They aren't listing this based on a single metric such as 'jobs in this
programming language' or 'sites run on this programming language', but more a
level of how trendy it is.

They have 12 sources scored out of 100, the defaults are:

-100 "IEEE Xplore" (Publication): This will bias new popular and emerging languages as a journal is more likely to cover topical interests.

-50 "Google Trends" (Trend Tool): Google trends will also bias as the results from the trends tool are relative and not absolute. If "Arduino" leaped up in searches while "PHP" stayed the same, Google Trends would overweight Arduino.

-50 "GitHub Active" (Code Repo): This one I'm ok with, but it depends on the definition of active and how much weight is given to the size of the project. Does two projects having at least one commit in 30 days mean that WordPress' PHP repo is just as active as my_fist_Haskell repo?

-50 Google (Search): It's unclear what's being measured here, volume of searches? Volume of results? Quality of results? The other consideration is if you know a language well or have sources you trust in that language you might not be searching at all.

-30 GitHub Created (Code Repo): I think this is overweighted unless it filters out inactive repos or those with only a readme file?

-30 Stack Overflow Views (Q/A Site): This seems like it should be much higher.

-30 Stack Overflow Questions (Q/A Site): Unclear if this is questions this year, or questions total. If it is new questions this year that will heavily bias the results to emerging languages. It's also unclear if this counts specialty stack exchanges.

-20 Reddit (Social): Seems like a bias sample to include as some projects choose this as their homebase for communication and others don't.

-20 HackerNews (Social): We're also realistically a bias sample as we're more likely to talk about trendy languages even if it doesn't have a large following.

-20 Twitter (Social): I don't use Twitter enough to comment on this, but I think it is important to define what is being measured here. Raw tweet count? Reach? Engagement?
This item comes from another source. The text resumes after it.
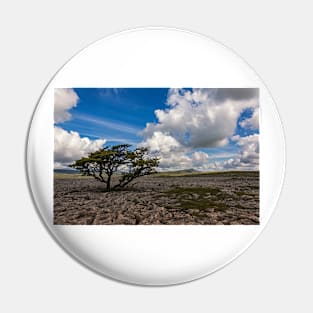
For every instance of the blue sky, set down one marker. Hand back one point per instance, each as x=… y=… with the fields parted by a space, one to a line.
x=120 y=115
-5 Career Builder (Job Site): ...Why?

-5 Dice (Job Site): ...Never heard of it.

What's missing?

I would have liked to see jobs from LinkedIn, AngelList, Stack Overflow
Careers etc included, as well as volumes of subscribers for educational sites
like Udacity, Udemy, FreeCodeCamp etc.

------
logandk
I was hoping to see Elixir on the list, but I suppose it may have been
classified as Erlang?